The space complexity is linear because every inserted number remains stored.

Test Cases

# Example case
mf = MedianFinder()
mf.addNum(1)
mf.addNum(2)
assert mf.findMedian() == 1.5  # even number of elements
mf.addNum(3)
assert mf.findMedian() == 2.0  # odd number of elements

# Single element
mf = MedianFinder()
mf.addNum(10)
assert mf.findMedian() == 10.0  # single value median

# Negative numbers
mf = MedianFinder()
mf.addNum(-1)
mf.addNum(-2)
mf.addNum(-3)
assert mf.findMedian() == -2.0  # negative values

# Duplicate numbers
mf = MedianFinder()
mf.addNum(5)
mf.addNum(5)
mf.addNum(5)
assert mf.findMedian() == 5.0  # duplicates

# Even count
mf = MedianFinder()
mf.addNum(1)
mf.addNum(4)
mf.addNum(7)
mf.addNum(10)
assert mf.findMedian() == 5.5  # average of middle pair

# Alternating high and low values
mf = MedianFinder()
mf.addNum(1000)
mf.addNum(-1000)
mf.addNum(999)
mf.addNum(-999)
assert mf.findMedian() == 0.0  # balanced extremes

# Increasing sequence
mf = MedianFinder()
for i in range(1, 6):
    mf.addNum(i)
assert mf.findMedian() == 3.0  # sorted ascending input

# Decreasing sequence
mf = MedianFinder()
for i in range(5, 0, -1):
    mf.addNum(i)
assert mf.findMedian() == 3.0  # sorted descending input

# Large range values
mf = MedianFinder()
mf.addNum(-100000)
mf.addNum(100000)
assert mf.findMedian() == 0.0  # boundary constraints

Test Summary

Test Why
Basic example Verifies standard functionality
Single element Checks smallest valid input
Negative numbers Ensures ordering works with negatives
Duplicate numbers Verifies repeated values
Even count Tests averaging behavior
Alternating extremes Stresses heap balancing
Increasing sequence Tests monotonic insertion
Decreasing sequence Tests reverse-order insertion
Boundary values Validates constraint extremes

Edge Cases

One important edge case occurs when there is only a single element in the data structure.

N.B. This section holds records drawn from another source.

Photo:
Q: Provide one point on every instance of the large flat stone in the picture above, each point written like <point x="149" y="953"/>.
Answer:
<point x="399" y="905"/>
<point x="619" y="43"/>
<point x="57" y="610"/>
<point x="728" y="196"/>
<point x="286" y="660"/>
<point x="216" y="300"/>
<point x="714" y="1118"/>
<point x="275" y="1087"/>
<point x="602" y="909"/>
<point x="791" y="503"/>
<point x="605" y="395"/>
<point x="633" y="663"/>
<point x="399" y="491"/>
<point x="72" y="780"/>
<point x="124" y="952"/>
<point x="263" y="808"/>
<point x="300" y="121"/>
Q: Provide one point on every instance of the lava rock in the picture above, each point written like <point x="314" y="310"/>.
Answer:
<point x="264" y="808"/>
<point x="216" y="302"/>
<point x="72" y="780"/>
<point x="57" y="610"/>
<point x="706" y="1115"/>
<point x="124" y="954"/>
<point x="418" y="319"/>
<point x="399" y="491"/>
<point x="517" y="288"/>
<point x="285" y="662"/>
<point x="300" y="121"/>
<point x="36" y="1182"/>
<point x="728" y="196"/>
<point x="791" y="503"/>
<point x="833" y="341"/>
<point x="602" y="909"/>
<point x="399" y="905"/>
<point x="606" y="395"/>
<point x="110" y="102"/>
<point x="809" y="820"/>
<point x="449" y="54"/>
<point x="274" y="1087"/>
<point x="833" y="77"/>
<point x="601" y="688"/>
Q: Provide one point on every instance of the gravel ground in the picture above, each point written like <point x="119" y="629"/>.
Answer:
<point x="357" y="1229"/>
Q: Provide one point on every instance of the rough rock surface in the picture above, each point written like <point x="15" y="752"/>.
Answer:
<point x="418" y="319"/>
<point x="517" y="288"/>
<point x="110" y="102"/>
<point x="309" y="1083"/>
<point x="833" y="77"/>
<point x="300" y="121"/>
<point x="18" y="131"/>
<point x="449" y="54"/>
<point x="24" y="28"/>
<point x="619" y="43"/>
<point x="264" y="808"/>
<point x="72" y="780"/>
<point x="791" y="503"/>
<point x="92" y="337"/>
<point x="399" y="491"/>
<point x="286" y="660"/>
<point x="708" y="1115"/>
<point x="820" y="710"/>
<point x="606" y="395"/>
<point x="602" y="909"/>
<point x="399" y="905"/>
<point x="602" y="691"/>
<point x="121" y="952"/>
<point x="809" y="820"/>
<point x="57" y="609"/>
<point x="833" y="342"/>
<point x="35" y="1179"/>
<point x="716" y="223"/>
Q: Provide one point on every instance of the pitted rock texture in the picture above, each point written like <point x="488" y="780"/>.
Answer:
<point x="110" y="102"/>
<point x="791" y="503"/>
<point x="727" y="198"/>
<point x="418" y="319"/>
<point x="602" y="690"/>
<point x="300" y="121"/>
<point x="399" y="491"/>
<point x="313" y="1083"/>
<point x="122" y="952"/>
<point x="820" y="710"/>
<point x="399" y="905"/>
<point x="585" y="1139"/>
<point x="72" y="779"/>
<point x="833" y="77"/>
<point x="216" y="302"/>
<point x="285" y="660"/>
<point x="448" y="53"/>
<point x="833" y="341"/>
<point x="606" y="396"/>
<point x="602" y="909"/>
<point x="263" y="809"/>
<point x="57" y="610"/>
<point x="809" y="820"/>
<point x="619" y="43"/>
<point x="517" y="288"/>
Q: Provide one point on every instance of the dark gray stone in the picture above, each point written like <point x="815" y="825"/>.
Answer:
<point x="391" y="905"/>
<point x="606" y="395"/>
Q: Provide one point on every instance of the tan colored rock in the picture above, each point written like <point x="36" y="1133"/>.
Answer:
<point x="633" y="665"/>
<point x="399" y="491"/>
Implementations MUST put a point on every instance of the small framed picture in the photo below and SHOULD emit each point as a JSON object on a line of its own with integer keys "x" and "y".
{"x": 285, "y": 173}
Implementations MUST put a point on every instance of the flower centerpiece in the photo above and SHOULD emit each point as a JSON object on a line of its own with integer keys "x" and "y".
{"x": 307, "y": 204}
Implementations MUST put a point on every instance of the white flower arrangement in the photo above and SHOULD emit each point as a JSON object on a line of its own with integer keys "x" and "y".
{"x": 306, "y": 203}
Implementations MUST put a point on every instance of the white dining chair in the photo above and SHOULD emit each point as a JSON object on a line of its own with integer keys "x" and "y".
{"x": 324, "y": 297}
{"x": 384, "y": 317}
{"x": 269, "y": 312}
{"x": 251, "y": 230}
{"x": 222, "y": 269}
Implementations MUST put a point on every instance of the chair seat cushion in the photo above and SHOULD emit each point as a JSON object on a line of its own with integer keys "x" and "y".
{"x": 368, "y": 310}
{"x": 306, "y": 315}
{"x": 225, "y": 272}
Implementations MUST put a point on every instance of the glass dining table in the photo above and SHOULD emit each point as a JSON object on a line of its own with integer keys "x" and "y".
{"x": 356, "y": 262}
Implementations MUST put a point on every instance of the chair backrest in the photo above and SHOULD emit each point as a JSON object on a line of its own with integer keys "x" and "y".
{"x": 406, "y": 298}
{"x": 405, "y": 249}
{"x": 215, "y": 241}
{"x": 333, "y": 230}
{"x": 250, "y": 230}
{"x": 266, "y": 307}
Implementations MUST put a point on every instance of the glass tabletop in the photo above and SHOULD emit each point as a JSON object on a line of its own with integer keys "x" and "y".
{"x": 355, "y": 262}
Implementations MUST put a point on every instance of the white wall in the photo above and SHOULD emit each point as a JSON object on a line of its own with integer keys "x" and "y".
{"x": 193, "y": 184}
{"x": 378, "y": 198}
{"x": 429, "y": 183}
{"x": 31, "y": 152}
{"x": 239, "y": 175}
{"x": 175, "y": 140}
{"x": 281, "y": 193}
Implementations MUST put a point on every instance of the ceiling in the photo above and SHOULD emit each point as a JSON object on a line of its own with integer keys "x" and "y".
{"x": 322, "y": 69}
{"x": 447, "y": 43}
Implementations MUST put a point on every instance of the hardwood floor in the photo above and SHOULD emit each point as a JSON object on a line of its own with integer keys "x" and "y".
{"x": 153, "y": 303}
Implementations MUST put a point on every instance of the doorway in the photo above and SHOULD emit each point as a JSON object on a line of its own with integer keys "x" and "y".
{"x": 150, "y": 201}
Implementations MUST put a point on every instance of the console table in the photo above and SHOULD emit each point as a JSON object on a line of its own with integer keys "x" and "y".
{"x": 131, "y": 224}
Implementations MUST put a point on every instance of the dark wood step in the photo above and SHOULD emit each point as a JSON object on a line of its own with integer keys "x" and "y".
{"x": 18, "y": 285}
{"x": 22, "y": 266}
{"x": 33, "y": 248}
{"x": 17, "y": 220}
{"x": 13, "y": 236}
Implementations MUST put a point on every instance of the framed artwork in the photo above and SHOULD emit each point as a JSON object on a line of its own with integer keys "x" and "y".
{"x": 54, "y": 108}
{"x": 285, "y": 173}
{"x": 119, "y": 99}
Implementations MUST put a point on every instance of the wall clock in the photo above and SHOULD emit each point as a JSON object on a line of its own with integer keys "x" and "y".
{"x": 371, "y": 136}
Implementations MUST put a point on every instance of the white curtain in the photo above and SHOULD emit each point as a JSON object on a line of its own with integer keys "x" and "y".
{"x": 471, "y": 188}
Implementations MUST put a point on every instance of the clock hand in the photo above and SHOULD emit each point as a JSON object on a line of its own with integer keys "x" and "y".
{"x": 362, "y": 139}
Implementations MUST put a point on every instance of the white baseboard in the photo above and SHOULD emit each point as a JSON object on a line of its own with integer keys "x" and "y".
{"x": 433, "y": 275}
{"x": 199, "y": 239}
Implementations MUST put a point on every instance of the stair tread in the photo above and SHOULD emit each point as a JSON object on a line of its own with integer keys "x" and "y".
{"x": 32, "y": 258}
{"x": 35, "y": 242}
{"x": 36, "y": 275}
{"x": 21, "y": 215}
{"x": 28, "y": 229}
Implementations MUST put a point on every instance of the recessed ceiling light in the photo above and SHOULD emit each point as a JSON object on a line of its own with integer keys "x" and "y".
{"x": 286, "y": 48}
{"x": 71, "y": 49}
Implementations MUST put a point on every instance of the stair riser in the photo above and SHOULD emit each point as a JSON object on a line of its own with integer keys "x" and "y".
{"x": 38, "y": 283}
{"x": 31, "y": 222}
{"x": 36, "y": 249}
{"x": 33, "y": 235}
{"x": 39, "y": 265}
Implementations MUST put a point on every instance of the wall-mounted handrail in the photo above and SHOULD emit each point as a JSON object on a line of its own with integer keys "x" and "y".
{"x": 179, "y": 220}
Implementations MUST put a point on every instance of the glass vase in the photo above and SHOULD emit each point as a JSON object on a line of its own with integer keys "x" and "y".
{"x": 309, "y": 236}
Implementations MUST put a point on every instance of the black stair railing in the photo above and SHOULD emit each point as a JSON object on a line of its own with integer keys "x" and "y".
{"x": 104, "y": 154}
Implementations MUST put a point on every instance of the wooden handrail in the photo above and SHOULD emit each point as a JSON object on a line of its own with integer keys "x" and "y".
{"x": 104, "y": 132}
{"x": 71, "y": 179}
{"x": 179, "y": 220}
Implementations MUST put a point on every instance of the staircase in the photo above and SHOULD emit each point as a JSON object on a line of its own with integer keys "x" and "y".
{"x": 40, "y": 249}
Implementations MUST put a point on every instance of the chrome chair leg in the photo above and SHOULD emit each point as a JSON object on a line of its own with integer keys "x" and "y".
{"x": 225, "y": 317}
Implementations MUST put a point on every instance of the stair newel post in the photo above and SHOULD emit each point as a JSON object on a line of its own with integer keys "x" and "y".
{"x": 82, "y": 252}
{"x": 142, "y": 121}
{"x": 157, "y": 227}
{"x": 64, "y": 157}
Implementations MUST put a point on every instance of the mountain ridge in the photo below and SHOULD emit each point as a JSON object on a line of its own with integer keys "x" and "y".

A buggy implementation might incorrectly attempt to average two values or access an empty heap. This solution handles the case naturally because the max heap contains one element while the min heap remains empty, so the median is simply the top of the max heap.

Another important case involves duplicate values. Some balancing strategies accidentally rely on strict inequalities and can misplace equal values between heaps. This implementation avoids that issue because it only enforces that all elements in the lower half are less than or equal to those in the upper half. Equal values work correctly without special handling.

A third critical edge case is alternating large and small numbers, such as 1000, -1000, 999, -999. Poor implementations can become unbalanced or violate heap ordering when values fluctuate dramatically. The rebalance step guarantees that heap sizes remain valid after every insertion, while the transfer between heaps preserves ordering correctness.

A final edge case involves even-sized collections where the median is fractional. Integer division bugs are common in languages like Go and Java. Both implementations explicitly return floating-point results, ensuring correct values such as 1.5 instead of truncated integers like 1.